Something else that QuickTest Pro lets you do that RIATest does not is perform “data dips” or, to put it in layman’s terms, query a database during functional testing. This can be useful for validating non-visual system state.
For example, let’s say that you have an application that allows you to change user information, and that the requirements dictate that whenever the user information is changed, a last modified date on the user’s record should be updated. If the last modified date is not visible as a label within the Flex app, RIATest can’t validate that the last modified date has changed, since it can only validate the state of Flex components. In this scenario, you’d typically want to
(a) execute a functional test to change a user’s info,
(b) validate the changes to the UI after the user’s information is saved and loaded again for viewing, and
(c) check the state of the database to validate that the last modified date has indeed been updated.However, since RIATest doesn’t offer data dip functionality, step (c) would be impossible without manual intervention from a QA tester. This is where riatest-integrator comes in.

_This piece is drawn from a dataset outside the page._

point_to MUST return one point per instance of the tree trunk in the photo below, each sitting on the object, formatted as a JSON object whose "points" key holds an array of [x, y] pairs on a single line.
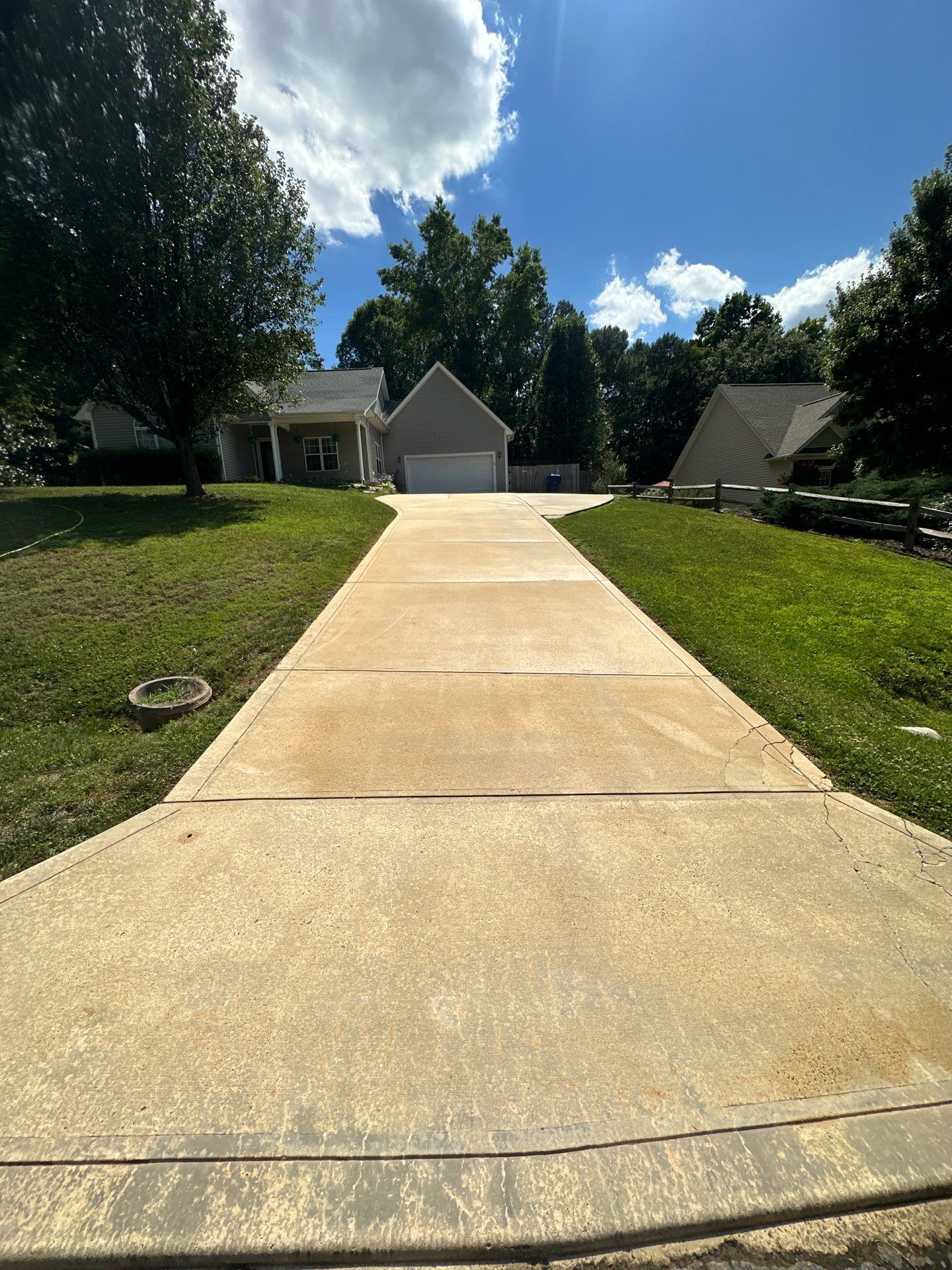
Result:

Thankfully, the RIATest developers put a special object in RIATest called Process. Process allows you to execute an external process, and interact with its input, output, and error streams. Once I discovered this, I decided to write a little Java library that would make it easy for me to fire up a Java process from the command line, hook RIATest to its input and output streams, and write input from RIATest to it. The process would then pass the input to some kind of integration inside of the Java process, and return output from the integration for inspection by RIATest. This turned out to be pretty easy as expected, and I published the library to Google Code under the name riatest-integrator.
Currently, there is a download available on the Google Code site that lets you query MySQL databases right out of the box. There is a sample RIATest script on the home page of the project showing how you can call it from RIATest and validate output coming back from the database. It’s a really simple implementation, but if people are interested in it, I’ll add more features and functions. The API is also really straightforward, so any Java developer with even the most modest skills should be able to customize it to their needs.
The API in the library is not limited to SQL; anything that Java can talk to can be hooked in to. We have some proprietary back-end servers at Highwinds that speak NNTP, so we could easily write an NNTP integration that allows us to have RIATest query the state of our NNTP message groups after actions are taken in our Flex apps.
If you are a RIATest user, please take a look at the project, and share your feedback either here on my blog, or as feature/bug requests in the project’s issue tracker.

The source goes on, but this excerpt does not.